Only secondarily to safety, the objective of these technologies is to keep employees connected – whether that’s the monitoring of their health or the ability to quickly request emergency help, a strong, reliable connection is key in a person’s safety when at work.

There are a number of monitoring technology options to stay connected. It can include satellite and GPS communication devices that work anywhere in the world, or it can entail the evolving technologies mentioned above. Even if it is non-verbal, the sensors that send information to a monitor keep the person connected and in communication.

Advantages and Challenges

As alluded to above, there are a number of advantages to using smart protective clothing and PPE to help protect your team. In an accident, this technology could reduce the response time if they are connected and their location is monitored. Because the technology is so small, the amount and range of OHS measurables being monitored is diverse and growing, enhancing the overall security and safety of the worker; there is a large number of safety metrics that organizations should track. Additionally, it is essential to note that this technology also is more accurate, providing better quality data to help satisfy the organization’s safety objectives.
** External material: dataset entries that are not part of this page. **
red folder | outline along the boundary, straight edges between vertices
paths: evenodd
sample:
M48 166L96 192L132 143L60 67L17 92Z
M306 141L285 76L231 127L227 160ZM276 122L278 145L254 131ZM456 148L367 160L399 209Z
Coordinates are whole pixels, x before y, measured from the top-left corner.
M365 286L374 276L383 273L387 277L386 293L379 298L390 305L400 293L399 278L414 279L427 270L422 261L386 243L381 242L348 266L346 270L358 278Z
These advancements will help usher in updates to current safety legislation, regulations and industry standards. With these advancements, all areas of work safety will benefit, including hazard communication, which will increase and, therefore, improve, creating a more reliable and secure safety network for the employees. With more research and more inventive ideas, such as toxic gas and chemical-detecting shirts, the future of smart clothing, textiles and PPE is very exciting for our safety at work.

Future Implications and Trends

Despite such challenges, smart protective clothing and equipment is – or will be – a permanent part of the OHS landscape and your workplace safety. Across multiple industries and existing workplace systems, online integrations and safety software usage is becoming a normal part of occupational safety and so it should be – it’s keeping everyone safer and more connected.

With these advancements will also come updates to current safety legislation, regulations as well as industry standards. And with these advancements, all areas of work safety will benefit including hazard communication which will increase and therefore improve, creating a more reliable and secure safety network for the employees. With more research and more inventive ideas such as toxic gas and chemical-detecting shirts, the future of smart clothing, textiles and PPE is very exciting for our safety at work.